By Heather Bosted
A debut cabaret about one woman’s journey to make her boobs smaller. Underwire is punchy, brilliant, original, hilarious, and full of pathos.
Opening with some destigmatising of all words to do with breasts and nipples, especially for the dad’s in the audience, the tone is set and we’re on board. With parodies of songs rededication to the burden of boobs and the empowerment of choice we’re taken down memory lane from callous catcalling, the school swimming carnival and judgemental bra shop ladies.
Gemma Caruana is the new face and brain of modern cabaret. This discipline can be fearful for new theatre goers to see but anyone who has any reservations, throw them out the window (along with your bras!). This show beautifully articulates the complexities of life with breasts and will have you dying with laughter every second line.

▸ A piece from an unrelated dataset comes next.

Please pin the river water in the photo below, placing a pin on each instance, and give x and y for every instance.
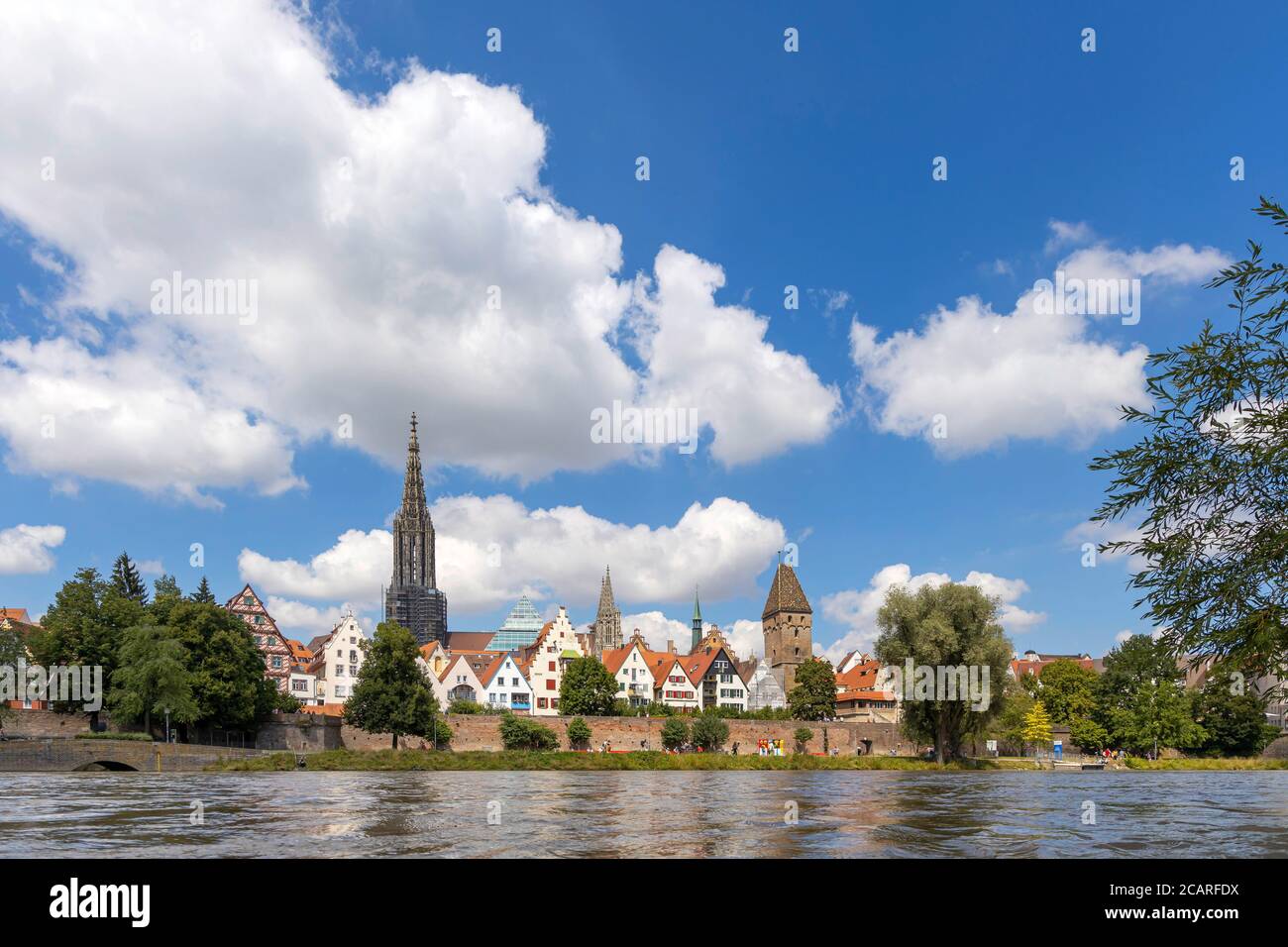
(730, 814)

Caruana opens her mouth to sing, and magic comes out, her voice is sweet and powerful. We’re taken on a journey of Gemma’s life growing up, often hilarious and often bleak; the forced sexualising of young girls hits us the same way an overenthusiastic a young and competitive pre-sports bra Gemma was hit in the eye during a school skipping rope competition (don’t worry you get a full enactment.)
With flawless comedic timing, Gemma has the audience eating out of her hand. This is her story, and she is in full control.

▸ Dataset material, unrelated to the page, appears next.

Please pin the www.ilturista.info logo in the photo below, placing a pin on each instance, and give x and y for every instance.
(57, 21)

The show hits all the points you want from an intelligent comedy show, any Melbourne comedy festival audience goer would be lucky and thrilled to have seen it. Caruana is delightfully charming and wry, perfectly balancing cheeky audience engagement and storytelling. Underwire is tightly written with no dead spaces, Caruana’s energy carries us the whole show while still allowing for moments of reflection in more serious moments.
Sarah Frencham direction is intelligent. Creating fullness in a small stage, and homages to old school cabaret trademarks. Underwire is both entirely fresh and fully realised in its genre.
Musical Director Connor Dariol, plays piano beautifully, and moves effortlessly from perfect dead pan accompaniment to a high school PE teacher.
Underwire is a tender and brilliant masterpiece. It starkly shows the grim and dangerous reality of womanhood whilst never once missing a punchline.
Part one woman show, part musical joy ride through youth. This cathartic comedy is the antidote we all need in our lives, and you’ll be sorry if you miss it.